When two solutions are isotonic, their osmotic potentials are equivalent and there is no net movement of water molecules. When different, hypotonic (dilute solution, fewer solutes more water) solutions have higher osmotic potential (less negative), whereas hypertonic (concentrated solution, more solutes less water) solutions have lower osmotic potential (more negative). Water molecules will flow from a hypotonic to a hypertonic solution due to differences in osmotic potentials.
Students can become perplexed while thinking about osmosis and osmotic pressure because, according to popular belief, water does not flow during osmosis from regions of higher osmotic pressure to regions of lower pressure. Rather, water diffuses from regions of increased solvent activity to regions of lower activity, causing pressure to be created. Not the other way around! Plant scientists reduce conceptual confusion by viewing osmosis in a different light.
Osmotic Potential
When water goes from one compartment to another in our simulations, it conducts work and hence contains potential energy. Plant scientists use the word water potential (psi) to represent this energy, and they define osmosis as the transfer of water from regions of higher potential (activity) to regions of lower potential (inactivity) (activity). When the water potentials of two compartments are equal, they are said to be in equilibrium.
According to the convention, the water potential of distilled water is zero, and it grows increasingly negative as solutions become more concentrated. Thus, net water diffusion happens from less negative potential regions to more negative (or lower) potential regions and continues until the potentials are equal. Many people are less confused by this technique of picturing osmosis since water potential is more strongly tied to water behaviour than the concept of pressure. As a result, we’ve also incorporated this thermodynamic understanding of water activity and potential energy in our presentation.
Solute potential (s), commonly known as osmotic potential, is negative in plant cells and 0 in distilled water. –0.5 to –1.0 MPa is a typical value for cell cytoplasm. Solutes diminish water potential (resulting in a negative w) by consuming some of the potential energy in the water. Solute molecules can dissolve in water because water molecules can bind to them via hydrogen bonds; a hydrophobic molecule, such as oil, cannot dissolve because it cannot bind to water. Because the energy in the hydrogen bonds between solute molecules and water is locked up in the bond, it is no longer available to accomplish work in the system. In other words, adding solutes to an aqueous system reduces the quantity of available potential energy. As a result, s decreases with increasing solute concentration.
Because s is one of the four components of a system or total, drop-ins will result in a decrease in total. Water flows towards places with lowers (and consequently lower total). The semipermeable membrane that divides the two sides of the tube allows water but not solutes to pass. On the right side of the first tube, solute has been added. Adding solute to the right side reduces s, forcing water to migrate to the right side of the tube. As a result, the water level is greater on the right side.

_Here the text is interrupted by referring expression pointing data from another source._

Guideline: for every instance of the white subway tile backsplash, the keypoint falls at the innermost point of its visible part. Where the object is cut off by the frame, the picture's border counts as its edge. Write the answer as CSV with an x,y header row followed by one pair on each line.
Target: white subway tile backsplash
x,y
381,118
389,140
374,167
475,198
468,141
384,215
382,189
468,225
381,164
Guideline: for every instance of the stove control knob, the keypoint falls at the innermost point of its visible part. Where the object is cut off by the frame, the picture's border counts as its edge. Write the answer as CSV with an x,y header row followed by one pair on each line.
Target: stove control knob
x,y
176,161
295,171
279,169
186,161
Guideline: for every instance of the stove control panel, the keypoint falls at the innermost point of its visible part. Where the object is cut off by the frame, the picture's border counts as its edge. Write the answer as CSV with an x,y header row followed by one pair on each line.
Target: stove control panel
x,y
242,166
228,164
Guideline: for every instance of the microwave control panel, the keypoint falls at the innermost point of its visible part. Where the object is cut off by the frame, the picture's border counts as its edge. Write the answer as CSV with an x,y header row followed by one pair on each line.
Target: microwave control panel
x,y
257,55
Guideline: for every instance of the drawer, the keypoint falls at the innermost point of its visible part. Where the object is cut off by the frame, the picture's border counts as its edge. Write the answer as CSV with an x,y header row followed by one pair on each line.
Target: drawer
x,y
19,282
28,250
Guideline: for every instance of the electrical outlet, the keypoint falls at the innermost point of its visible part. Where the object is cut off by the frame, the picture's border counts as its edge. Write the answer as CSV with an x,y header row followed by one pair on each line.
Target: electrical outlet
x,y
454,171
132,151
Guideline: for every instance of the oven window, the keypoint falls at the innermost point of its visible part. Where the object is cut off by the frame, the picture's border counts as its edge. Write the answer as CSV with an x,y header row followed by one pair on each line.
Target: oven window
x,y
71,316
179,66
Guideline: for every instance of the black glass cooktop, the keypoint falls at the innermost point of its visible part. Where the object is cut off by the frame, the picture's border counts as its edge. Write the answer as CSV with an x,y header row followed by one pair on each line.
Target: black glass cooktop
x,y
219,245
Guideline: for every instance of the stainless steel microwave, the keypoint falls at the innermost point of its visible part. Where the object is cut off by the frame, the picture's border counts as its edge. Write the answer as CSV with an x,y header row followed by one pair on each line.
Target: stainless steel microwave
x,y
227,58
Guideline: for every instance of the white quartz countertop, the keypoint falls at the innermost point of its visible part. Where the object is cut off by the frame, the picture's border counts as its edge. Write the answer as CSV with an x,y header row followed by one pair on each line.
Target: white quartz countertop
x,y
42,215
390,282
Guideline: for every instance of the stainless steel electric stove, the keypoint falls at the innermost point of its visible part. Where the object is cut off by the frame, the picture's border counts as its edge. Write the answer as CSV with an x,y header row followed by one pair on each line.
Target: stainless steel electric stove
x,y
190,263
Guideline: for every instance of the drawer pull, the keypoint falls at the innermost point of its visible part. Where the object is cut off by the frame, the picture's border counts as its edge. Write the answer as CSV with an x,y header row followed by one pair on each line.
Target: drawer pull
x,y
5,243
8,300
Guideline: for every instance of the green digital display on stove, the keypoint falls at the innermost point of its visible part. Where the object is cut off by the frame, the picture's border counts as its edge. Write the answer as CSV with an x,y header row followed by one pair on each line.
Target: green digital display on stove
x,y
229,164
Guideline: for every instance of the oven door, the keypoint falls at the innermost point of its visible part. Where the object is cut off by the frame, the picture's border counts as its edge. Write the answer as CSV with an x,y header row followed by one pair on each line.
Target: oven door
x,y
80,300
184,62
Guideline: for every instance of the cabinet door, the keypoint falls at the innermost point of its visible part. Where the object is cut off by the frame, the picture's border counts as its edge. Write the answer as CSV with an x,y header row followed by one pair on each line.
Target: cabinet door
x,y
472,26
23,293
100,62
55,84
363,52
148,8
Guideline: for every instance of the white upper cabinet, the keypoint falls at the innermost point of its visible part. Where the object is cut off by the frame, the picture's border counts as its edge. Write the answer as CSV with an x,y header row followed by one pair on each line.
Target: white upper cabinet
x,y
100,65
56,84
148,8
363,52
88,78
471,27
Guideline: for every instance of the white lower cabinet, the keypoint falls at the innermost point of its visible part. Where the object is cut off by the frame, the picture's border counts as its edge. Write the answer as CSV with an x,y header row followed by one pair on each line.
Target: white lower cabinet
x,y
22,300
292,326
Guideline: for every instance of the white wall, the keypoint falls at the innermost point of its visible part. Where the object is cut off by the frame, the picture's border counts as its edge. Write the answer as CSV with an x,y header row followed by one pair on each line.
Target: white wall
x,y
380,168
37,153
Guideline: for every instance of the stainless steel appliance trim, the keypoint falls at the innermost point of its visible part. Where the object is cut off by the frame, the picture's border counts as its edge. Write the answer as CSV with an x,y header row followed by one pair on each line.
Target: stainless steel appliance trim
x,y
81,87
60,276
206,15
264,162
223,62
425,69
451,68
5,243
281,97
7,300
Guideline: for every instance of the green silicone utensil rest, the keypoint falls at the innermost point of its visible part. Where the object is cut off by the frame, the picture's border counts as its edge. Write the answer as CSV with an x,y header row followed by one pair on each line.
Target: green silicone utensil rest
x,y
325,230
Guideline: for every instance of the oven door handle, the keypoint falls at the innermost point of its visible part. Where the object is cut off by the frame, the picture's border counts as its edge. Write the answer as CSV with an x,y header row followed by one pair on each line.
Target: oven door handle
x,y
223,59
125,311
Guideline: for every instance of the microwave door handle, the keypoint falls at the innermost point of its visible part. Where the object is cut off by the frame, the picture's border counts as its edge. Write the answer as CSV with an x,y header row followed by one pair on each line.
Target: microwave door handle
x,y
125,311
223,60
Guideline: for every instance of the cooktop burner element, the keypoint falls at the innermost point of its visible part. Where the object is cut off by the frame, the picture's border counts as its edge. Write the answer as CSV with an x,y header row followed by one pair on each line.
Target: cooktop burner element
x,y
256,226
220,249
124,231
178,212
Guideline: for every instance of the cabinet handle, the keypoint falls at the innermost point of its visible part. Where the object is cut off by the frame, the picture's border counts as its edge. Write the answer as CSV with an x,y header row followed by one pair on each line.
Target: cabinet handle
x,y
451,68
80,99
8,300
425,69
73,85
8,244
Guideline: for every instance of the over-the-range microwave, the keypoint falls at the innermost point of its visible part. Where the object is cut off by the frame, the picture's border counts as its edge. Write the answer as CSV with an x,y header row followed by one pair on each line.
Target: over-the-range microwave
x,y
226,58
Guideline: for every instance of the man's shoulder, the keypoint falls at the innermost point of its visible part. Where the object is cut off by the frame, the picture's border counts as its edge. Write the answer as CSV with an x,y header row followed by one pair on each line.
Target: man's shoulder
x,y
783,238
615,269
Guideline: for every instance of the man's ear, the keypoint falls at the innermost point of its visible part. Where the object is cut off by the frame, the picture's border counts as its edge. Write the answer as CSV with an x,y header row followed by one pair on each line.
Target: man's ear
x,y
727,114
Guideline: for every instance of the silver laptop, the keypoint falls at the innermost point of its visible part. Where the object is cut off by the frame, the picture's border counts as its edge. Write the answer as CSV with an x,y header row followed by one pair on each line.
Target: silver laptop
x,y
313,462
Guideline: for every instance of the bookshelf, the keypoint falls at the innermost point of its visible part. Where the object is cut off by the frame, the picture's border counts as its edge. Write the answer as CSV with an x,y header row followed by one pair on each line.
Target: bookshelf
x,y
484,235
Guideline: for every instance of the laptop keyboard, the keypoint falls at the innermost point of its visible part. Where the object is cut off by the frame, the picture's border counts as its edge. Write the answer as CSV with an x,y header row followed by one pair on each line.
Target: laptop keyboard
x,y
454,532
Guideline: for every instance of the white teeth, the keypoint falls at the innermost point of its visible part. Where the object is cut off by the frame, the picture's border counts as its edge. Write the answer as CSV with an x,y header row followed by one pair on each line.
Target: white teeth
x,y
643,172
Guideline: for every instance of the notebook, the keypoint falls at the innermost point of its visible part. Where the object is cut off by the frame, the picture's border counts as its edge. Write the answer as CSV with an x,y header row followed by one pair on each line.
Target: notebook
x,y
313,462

As a result, s decreases with increasing solute concentration. Because s is one of the four components of a system or total, drop-ins will result in a decrease in total. Because of the large solute concentration in the cytoplasm, the internal water potential of a plant cell is more negative than pure water. Because of this difference in water potential, water will transfer from the soil into the root cells of a plant via the process of osmosis. This is why solute potential is often referred to as osmotic potential.
Conclusion:
However, osmotic pressure is still a useful concept, especially when the differential movement of water is related to other hydraulic phenomena such as arteriole pressure (in kidney physiology) and the use of reverse osmosis for desalinating seawater, which uses hydraulic pressure to “create” distilled water from a saline solution through a selectively permeable membrane. Solute potential (s), commonly known as osmotic potential, is negative in plant cells and 0 in distilled water. –0.5 to –1.0 MPa is a typical value for cell cytoplasm. Solutes diminish water potential (resulting in a negative w) by consuming some of the potential energy in the water. Solute molecules can dissolve in water because water molecules can bind to them via hydrogen bonds; a hydrophobic molecule, such as oil, cannot dissolve because it cannot bind to water. Because the energy in the hydrogen bonds between solute molecules and water is locked up in the bond, it is no longer available to accomplish work in the system. In other words, adding solutes to an aqueous system reduces the quantity of available potential energy.